The Observer
Jay Rayner struggled in vain to give a generous review to this smart-looking New York-style steakhouse, which has earned a strong following over 22 years. His meal here was both inconsistent and painfully slow, the main courses barely arriving by 10pm when his party had arrived early for their 8.30 booking.
“The sense was very much of a kitchen trying and failing to cope. Rib-eye and sirloin steaks were served medium, rather than medium rare as requested. They were piping hot and tense, because they hadn’t been rested. Chips were undercooked. Steakhouses have to do a small number of things perfectly. Unrested, overcooked steaks at £30 a pop, and undercooked chips isn’t good enough.”
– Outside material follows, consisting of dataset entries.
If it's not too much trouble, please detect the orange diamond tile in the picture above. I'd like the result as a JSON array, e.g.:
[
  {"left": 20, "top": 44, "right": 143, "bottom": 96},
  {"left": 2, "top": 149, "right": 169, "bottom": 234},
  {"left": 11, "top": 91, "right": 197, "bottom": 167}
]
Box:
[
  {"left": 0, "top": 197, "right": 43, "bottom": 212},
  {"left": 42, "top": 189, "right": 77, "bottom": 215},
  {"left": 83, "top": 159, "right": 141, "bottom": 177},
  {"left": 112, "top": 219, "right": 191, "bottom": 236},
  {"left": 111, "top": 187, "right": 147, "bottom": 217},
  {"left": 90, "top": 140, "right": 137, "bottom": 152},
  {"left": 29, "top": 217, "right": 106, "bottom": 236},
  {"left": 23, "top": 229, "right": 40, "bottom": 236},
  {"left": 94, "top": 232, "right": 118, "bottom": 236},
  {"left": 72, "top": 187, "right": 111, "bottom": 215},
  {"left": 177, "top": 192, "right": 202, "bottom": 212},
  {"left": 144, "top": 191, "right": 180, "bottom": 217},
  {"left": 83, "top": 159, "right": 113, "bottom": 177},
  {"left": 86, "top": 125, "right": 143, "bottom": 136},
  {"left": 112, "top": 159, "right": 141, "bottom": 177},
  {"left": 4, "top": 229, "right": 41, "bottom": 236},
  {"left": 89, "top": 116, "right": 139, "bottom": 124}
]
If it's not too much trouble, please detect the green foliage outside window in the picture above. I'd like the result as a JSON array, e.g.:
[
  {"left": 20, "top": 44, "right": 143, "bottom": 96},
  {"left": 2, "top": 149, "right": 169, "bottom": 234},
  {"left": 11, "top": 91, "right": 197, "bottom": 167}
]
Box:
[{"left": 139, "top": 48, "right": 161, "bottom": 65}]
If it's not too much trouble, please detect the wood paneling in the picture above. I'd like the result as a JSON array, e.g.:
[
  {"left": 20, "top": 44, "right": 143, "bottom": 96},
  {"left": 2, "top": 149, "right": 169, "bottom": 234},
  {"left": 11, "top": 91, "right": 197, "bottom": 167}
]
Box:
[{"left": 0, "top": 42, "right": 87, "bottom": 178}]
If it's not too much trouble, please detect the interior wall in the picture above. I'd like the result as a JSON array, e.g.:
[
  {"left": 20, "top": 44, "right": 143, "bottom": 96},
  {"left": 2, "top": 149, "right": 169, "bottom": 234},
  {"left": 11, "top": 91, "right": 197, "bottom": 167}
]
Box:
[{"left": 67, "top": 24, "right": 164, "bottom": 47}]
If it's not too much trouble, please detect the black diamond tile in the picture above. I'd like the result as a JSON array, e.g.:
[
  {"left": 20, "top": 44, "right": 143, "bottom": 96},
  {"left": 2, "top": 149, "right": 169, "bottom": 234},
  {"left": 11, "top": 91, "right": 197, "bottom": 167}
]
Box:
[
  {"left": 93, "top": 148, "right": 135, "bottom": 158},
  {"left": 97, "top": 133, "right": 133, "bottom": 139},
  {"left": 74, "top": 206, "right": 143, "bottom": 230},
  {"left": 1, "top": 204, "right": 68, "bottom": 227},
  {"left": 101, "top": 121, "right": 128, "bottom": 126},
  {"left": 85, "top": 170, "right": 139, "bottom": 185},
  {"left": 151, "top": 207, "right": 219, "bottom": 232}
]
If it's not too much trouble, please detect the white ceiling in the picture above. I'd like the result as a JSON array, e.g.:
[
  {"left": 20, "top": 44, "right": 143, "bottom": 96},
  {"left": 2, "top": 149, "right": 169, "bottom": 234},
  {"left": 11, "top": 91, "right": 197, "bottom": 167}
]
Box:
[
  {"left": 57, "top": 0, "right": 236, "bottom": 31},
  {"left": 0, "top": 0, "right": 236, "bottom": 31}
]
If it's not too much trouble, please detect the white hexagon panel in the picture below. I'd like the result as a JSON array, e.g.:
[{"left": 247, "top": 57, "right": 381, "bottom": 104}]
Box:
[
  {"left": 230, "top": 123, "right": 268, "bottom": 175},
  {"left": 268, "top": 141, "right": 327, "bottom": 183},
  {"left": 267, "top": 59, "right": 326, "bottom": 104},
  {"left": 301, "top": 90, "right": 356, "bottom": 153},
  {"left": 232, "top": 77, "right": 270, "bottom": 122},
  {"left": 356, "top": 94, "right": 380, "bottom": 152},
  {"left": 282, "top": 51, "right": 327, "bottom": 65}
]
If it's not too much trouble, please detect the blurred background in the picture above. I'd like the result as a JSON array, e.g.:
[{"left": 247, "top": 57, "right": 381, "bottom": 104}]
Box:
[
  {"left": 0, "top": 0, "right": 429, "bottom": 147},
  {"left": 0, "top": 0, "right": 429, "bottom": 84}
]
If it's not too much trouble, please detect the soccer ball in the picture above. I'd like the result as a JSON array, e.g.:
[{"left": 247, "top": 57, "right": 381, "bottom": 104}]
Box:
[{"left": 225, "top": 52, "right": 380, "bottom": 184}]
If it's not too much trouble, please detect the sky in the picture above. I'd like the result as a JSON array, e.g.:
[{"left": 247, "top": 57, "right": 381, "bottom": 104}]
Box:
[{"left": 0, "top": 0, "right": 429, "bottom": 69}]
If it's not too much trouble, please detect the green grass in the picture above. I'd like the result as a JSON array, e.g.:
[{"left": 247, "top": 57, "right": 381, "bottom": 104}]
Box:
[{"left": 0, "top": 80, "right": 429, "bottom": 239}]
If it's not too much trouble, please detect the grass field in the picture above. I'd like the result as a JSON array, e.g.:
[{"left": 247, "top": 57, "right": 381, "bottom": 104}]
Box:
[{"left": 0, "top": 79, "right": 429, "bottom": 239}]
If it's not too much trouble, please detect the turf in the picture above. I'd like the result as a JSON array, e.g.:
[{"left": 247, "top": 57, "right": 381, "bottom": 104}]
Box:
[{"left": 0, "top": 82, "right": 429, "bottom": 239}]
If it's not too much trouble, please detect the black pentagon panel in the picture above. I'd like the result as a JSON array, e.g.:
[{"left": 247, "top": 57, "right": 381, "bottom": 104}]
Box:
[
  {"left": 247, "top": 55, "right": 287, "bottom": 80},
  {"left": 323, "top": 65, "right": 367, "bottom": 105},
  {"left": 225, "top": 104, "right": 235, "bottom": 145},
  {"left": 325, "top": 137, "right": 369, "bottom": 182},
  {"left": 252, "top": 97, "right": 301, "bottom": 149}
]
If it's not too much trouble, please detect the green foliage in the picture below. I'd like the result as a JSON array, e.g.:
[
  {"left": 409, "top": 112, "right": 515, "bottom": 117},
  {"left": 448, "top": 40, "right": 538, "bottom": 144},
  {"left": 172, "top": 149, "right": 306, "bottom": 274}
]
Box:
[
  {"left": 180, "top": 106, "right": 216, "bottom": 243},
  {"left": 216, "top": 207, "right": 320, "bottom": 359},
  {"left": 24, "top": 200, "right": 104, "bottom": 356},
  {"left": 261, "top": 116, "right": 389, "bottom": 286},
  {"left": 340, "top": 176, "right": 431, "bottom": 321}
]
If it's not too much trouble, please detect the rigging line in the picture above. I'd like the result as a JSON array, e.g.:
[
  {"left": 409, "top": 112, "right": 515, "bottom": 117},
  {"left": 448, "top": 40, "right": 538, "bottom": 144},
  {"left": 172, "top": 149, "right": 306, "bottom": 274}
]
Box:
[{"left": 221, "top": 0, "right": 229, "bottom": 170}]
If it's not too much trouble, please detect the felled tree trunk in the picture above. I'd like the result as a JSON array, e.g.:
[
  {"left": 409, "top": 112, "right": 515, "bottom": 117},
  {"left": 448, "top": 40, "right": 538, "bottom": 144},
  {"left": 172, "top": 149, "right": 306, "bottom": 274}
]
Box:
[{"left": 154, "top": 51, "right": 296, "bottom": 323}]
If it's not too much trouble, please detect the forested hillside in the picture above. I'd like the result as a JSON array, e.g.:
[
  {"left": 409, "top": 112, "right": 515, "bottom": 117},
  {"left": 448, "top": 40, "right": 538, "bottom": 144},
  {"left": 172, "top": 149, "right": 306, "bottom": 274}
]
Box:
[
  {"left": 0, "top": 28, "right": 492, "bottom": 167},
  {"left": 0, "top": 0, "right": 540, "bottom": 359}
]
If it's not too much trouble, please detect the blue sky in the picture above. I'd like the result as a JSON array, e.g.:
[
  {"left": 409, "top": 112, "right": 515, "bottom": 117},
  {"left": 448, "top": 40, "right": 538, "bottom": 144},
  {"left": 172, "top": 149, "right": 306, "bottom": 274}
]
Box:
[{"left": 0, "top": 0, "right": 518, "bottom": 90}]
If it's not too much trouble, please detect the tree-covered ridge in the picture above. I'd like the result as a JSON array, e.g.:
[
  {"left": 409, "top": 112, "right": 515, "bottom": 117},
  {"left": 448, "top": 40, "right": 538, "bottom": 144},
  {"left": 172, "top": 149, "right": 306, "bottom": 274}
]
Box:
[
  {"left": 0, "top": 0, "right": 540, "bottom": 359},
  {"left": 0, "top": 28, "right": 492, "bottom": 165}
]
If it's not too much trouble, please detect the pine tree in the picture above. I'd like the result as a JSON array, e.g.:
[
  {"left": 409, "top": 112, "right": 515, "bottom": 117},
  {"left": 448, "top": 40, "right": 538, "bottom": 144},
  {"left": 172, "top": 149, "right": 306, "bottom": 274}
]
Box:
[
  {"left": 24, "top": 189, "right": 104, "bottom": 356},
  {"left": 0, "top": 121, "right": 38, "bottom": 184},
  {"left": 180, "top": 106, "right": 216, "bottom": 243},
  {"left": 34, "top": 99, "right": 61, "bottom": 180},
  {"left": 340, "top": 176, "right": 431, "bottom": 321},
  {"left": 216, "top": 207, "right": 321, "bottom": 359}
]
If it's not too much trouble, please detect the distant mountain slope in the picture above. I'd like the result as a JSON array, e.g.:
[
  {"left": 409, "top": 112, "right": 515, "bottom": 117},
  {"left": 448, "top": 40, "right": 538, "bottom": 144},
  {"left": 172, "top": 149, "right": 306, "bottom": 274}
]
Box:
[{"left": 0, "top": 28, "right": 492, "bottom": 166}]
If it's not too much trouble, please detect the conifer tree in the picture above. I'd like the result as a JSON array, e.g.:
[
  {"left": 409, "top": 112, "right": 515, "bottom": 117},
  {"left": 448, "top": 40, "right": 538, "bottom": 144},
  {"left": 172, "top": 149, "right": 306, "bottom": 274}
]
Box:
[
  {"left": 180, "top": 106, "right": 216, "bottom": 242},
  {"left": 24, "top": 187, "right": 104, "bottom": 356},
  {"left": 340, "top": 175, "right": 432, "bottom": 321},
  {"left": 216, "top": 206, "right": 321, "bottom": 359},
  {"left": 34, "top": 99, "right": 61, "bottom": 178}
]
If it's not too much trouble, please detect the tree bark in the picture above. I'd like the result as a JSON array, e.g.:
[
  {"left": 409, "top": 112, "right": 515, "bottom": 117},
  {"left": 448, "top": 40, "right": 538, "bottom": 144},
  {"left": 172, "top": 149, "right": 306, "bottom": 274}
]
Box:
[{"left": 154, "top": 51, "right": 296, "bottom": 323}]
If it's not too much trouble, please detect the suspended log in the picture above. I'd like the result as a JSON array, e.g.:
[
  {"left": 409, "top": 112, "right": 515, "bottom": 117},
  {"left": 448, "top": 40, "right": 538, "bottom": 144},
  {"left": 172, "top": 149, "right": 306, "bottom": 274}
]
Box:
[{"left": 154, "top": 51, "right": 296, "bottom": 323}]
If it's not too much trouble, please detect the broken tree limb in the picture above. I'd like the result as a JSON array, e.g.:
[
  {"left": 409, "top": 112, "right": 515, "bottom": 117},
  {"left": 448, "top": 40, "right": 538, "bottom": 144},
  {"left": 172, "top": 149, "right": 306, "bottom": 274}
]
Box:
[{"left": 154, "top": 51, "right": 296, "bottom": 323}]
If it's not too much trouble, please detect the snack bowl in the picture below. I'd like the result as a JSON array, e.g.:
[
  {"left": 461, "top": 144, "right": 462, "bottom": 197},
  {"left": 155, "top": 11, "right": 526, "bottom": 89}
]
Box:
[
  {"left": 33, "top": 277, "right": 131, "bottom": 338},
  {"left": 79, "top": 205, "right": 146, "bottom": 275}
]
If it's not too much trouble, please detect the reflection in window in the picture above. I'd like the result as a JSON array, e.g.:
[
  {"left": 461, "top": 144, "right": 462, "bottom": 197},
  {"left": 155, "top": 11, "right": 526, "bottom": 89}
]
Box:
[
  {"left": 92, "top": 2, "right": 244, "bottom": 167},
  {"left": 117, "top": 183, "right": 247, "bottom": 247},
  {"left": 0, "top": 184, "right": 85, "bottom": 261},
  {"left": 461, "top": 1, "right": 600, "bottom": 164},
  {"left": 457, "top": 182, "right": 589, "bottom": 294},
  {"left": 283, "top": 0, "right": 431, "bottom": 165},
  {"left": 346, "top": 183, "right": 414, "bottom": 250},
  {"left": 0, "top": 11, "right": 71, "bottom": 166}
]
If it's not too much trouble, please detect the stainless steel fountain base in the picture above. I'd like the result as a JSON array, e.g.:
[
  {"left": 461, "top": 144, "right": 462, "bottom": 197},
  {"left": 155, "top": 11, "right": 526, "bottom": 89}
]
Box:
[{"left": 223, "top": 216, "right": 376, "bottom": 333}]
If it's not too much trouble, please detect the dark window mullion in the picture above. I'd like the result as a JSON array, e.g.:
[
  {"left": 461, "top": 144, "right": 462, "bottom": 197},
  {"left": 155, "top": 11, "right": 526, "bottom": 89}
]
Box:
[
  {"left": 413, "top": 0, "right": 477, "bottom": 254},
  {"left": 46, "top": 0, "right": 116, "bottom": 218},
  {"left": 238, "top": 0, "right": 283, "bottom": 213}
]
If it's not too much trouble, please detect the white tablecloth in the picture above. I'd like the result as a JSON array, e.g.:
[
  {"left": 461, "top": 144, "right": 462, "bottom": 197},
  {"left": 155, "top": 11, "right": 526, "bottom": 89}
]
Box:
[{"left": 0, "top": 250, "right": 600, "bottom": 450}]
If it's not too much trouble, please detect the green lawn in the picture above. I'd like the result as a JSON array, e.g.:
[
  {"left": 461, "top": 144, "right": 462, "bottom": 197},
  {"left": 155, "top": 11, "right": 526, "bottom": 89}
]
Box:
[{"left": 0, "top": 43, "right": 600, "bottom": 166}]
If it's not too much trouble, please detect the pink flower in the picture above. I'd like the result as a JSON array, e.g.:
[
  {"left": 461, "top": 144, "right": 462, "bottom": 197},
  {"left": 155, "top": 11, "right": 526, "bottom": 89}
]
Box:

There were other problems. Café de Paris butter did not arrive as ordered (but appeared on the bill), the wine was hidden and to cap it all, the Caesar salad prepared tableside used anchovies preserved in vinegar instead of salt, so they failed reduce to a paste.
Jay Rayner - 2024-05-12Daily Mail
Tom Parker Bowles found great service at this grill, although the food was “something of a mixed bag” – mainly to do with problems of timing.
Cheese scones, served with Marmite-infused butter, were ”joyously light”; a searingly hot French onion soup was “eminently respectable”; and a prawn cocktail was decent, he reckoned – although “I do wish kitchens would step away from the tiger prawns. Expensive is not always best, especially when those traditional small pink commas are packed with so much more piscine punch.”
Of the main dishes, a bone-in sirloin steak had “depth and heft and grunt”, and beef dripping chips were excellent. But a porterhouse “comes medium rare, rather than blue. It has also been sitting on the pass too long, meaning the meat is on the cooler side of lukewarm and the fat has congealed.” A similar wait had left French fries “cold and flaccid”.